Le 18 Novembre, nous célébrons la deuxième journée mondiale des Pauvres, instituée par le Pape François pour sensibiliser les communautés ecclésiales et sociales sur l’importance de combattre contre la pauvreté, en solidarité avec les pauvres. La journée mondiale des Pauvres se veut être une petite contribution de l’Eglise visant à ce que les Pauvres sachent que leurs cris ne sont pas ignorés, a déclaré le Pape dans son message.
Le slogan de cette journée: “Ce pauvre homme a crié et le Seigneur l’a écouté” (Ps 34,7), le Pape l’explique en ces termes: “Le Seigneur écoute ceux qui, piétinés dans leur dignité, trouve cependant la force d’élever leur regard vers le Haut pour recevoir lumière et réconfort.

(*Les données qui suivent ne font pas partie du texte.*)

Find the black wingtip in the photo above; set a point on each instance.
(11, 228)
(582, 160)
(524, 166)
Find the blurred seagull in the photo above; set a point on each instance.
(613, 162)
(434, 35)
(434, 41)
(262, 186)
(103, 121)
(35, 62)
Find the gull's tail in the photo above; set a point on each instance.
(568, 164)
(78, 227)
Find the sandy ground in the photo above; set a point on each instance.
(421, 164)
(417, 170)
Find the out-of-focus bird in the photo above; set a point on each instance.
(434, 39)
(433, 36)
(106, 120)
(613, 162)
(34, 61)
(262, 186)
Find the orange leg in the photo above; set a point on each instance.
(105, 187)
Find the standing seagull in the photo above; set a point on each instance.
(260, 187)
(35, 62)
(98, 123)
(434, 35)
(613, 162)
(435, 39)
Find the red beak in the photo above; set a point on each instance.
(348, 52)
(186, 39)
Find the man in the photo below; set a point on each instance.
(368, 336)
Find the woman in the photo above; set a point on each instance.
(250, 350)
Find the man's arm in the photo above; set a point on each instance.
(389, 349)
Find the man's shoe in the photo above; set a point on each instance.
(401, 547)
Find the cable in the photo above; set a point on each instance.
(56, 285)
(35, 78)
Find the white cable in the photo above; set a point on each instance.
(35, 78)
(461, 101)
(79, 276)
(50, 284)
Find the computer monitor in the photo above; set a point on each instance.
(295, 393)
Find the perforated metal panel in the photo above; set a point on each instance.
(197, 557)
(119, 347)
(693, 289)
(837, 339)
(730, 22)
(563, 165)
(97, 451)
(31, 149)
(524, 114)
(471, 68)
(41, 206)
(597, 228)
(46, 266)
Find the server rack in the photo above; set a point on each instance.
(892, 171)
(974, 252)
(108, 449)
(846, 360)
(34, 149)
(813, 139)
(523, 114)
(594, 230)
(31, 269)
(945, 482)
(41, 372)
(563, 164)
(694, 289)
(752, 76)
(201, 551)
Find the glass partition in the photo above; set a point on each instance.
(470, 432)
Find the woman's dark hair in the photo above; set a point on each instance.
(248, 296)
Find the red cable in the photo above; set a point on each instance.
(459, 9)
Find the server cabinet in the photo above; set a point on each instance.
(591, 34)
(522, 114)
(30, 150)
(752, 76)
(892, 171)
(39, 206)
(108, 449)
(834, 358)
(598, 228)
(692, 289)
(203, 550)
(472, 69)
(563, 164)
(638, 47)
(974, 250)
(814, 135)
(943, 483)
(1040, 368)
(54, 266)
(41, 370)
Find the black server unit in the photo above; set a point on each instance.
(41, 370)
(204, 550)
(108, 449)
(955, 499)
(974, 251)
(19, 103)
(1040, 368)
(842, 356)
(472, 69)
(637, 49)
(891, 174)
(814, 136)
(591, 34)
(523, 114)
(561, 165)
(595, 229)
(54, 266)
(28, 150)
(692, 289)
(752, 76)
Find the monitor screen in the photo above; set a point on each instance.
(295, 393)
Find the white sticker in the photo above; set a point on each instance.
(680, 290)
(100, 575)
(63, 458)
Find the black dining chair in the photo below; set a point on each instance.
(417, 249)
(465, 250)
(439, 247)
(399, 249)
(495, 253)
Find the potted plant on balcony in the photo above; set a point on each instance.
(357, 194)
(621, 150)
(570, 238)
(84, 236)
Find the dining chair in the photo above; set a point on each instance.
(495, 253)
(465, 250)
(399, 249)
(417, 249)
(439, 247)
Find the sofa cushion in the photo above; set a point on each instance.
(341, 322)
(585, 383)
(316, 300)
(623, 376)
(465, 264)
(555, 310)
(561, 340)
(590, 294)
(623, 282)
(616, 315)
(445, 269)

Il écoute le cri de ceux qui sont persécutés par une justice inique, opprimés par des politiques indignes de ce nom et dans la peur de la violence, tout en considérant Dieu comme leur sauveur…Cette expérience unique, et par bien des aspects, imméritée et impossible à exprimer entièrement, qu’on ressent le désir de la partager, et d’abord à ceux qui, comme le Psalmiste, sont pauvres, exclus et marginalisés. De fait, nul ne doit se considérer comme exclu de l’Amour du Père, tout particulièrement dans un monde pour qui la richesse, est souvent élevée au rang d’objectif premier et renferme sur soi.” (Message du Pape François pour la deuxième journée mondiale des Pauvres).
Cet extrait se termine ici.